Whatever happened to emo bands? There was always something reasonably endearing about the best of them – whiny, sure, but so earnest and prone to literate ramblings that they seemed the perfect antidote for an indie scene that seemed to value ironic detachment much more than the nerdy kid’s lovelorn poetry, hastily scrawled onto tear-soaked notebook paper. Was it annoying after a while? It sure was, but you gotta admire these kids’ willingness to put aside rock-minded things like pride, bravado, and balls in favor of just putting it all out there.
Long-since relegated to afterthought status, Taking Back Sunday coasted by on an awful lot of goodwill engendered by their first album, Tell All Your Friends, by all accounts a rocket fired directly into the huge hearts of morose young folks everywhere. Co-vocalist/guitarist John Nolan then took off to form the similar-minded Straylight Run (with a little more reliance on female backing vocals and pretty pianos, but similar nonetheless) and release one startlingly good album followed by an awful one; Taking Back Sunday soldiered on with lead vocalist/guitarist Adam Lazzara executing a revolving-door bandmate policy and making albums that varied in quality from pretty bad (New Again) all the way up to… still pretty bad (Louder Now). Long story short, there’s a reason TBS’s new record is called Taking Back Sunday – Nolan is back, the rest of the original line-up in tow, and as far as fans are concerned, they’re the real Taking Back Sunday for the first time since their debut.
This review isn’t written from an apologist; as a college student, I witnessed far too many scenester kids screaming in what seemed like agony to the astonishingly overblown lyrics of TBS’s most enduring song, “You’re So Last Summer”, for that. But with hindsight, I’ve been able to pinpoint its allure, and I understand it without necessarily sharing in it; here, Taking Back Sunday finally live up to their potential as a reliable provider of overstated emotions with a distinctly pop-punk core. It hits all the right emotional notes without ever becoming eye-rolling; and musically, this is just right. The album’s second track, “Faith (When I Let You Down)”, signals what is to come: agreeably mid-tempo power-pop, and agreeably shouted harmonies layered over huge choruses.
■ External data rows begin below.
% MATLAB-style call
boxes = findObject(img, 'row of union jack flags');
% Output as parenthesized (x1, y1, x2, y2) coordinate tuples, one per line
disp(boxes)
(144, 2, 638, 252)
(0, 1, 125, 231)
It’s what’s not here that’s key – the lyrical content, often about regret and hope (with a few swipes at organized religion peppered in), lacks the dreadfully adolescent slant of previous material, and as their core audience tentatively enters real-adult world, that should be a relief to the grownup TBS fan.
The Taking Back Sunday template is well-worn, sure, and in full display this time around – arpeggiated or muted guitar strings inevitably build to hard strumming, while Lazzara and Nolan’s vocals are full-throated, ragged, and often more than a little bit tortured. But what works, works – it’s telling that the band’s one attempt to subvert the established formula, album opener “El Paso” (sadly, not the Marty Robbins cover one would hope), fails miserably in applying TBS’s strengths to a faux-metal throwdown. It’s tuneless and repetitive, and nothing like the pleasant pop-punk that follows, because it conveniently ignores this band’s devotion to a memorable hook.
The final song here illustrates the manifesto nicely: “Call Me In The Morning” opens like a musical summit between Green Day’s “Wake Me Up When September Ends” and U2’s “So Cruel” before the bass drum starts thudding (in that “I’m signaling a significant change in volume and dynamics” sort of way) and Lazzara/Nolan jump octaves for a soaring chorus. It may be juvenile, but for anyone who’s turned to music like this for any sort of comfort, it’s elating to see it reach for the stars. Taking Back Sunday may as well have been called Huge Hooks and Personal Pronouns, sure – but this is a perfectly likable throwback, tuneful and at least a little bit resonant, and the first time in their career the revitalized band have bothered marrying lyrics that people over 17 can enjoy with music that people, in general, can. That makes it their best work yet, and, hopefully, a positive harbinger of things to come for these adults that still know how to rock a chorus like a frustrated teen.